Now I've been excited by the stance of the Guardian to disinvestment in fossil fuels, taking on the Gates Foundation and the Wellcome Trust at once, in order to force them to disinvest.  I'm sure they will succeed.

I am equally sure that removing investment from the richest philanthropists in fossil fuels may well be the quickest way to make change happen.

Until now, people have felt that the extraordinary double-think that our leaders have managed - both that it is urgent to tackle climate change and that we must have more airport capacity - is evidence that maybe we none of us need to take the threat seriously.

I know that, in the deep recesses of my heart, I draw some comfort from this myself, and it seems to me that Tolstoy nails the phenomenon.  But I also believe what I'm told by scientists - though we shouldn't accept it all without question - and they say that Napoleon is at the gate.

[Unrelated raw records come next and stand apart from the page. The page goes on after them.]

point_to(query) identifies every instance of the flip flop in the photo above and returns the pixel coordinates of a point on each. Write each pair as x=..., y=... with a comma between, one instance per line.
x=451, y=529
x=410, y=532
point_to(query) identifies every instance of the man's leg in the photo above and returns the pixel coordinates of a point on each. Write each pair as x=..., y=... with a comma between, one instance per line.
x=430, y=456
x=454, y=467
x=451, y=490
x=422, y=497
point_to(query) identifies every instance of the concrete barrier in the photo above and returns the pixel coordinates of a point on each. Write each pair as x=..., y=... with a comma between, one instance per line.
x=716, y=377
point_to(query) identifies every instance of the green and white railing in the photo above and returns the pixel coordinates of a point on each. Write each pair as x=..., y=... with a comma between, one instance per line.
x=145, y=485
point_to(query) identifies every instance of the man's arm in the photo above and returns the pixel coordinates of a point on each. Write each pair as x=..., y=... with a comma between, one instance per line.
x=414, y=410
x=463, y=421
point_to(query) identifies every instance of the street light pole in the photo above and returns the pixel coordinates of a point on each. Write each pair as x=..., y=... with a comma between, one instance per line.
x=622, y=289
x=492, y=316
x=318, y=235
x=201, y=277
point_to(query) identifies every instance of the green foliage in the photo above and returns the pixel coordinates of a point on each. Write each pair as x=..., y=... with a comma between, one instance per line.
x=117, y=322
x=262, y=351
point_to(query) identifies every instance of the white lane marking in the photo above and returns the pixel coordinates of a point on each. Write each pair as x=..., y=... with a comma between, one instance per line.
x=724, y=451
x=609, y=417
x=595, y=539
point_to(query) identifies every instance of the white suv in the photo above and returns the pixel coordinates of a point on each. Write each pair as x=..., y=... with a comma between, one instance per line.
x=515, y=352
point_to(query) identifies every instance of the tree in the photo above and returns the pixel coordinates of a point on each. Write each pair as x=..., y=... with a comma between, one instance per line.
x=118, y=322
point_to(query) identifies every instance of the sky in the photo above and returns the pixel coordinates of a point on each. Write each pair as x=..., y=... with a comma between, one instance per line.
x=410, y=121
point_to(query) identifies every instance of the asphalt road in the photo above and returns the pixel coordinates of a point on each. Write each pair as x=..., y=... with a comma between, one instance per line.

I find the case espoused by Matt Ridley pretty unconvincing.  Yes, I'm aware that often the disasters don't actually befall.  But that is often because of the warnings, not despite them.  Society acts, we think ahead, we avert disaster.  As Tolstoy reminds us, if climate change was taking place in the most dangerous way, what we would expect is an increasingly frenetic turning away from the problem by those who lead us - a determined concentration on what is irrelevant.  

As we hurtle to disaster, without taking action, we might say - as Tolstoy did of 1812 - that "it was long since people had been as gay in London as that year".

My personal belief, for what it is worth, is that we will act - the climate will change, but disaster will be averted - simply because we invest our money more effectively in new, renewable technologies.  As we do so, we will find the right wing critics of green energy split on this very issue, as they have been in Australia and the USA - because solar technology provides a kind of economic independence which people crave.

For a while, the critics will bluster and the old model will respond by taxing solar panels to pay for nuclear waste - or some similar horror - but, in the end, we will turn the corner.

But not because we always do.  It is because we stop partying at the Restaurant at the End of the Universe and start taking action.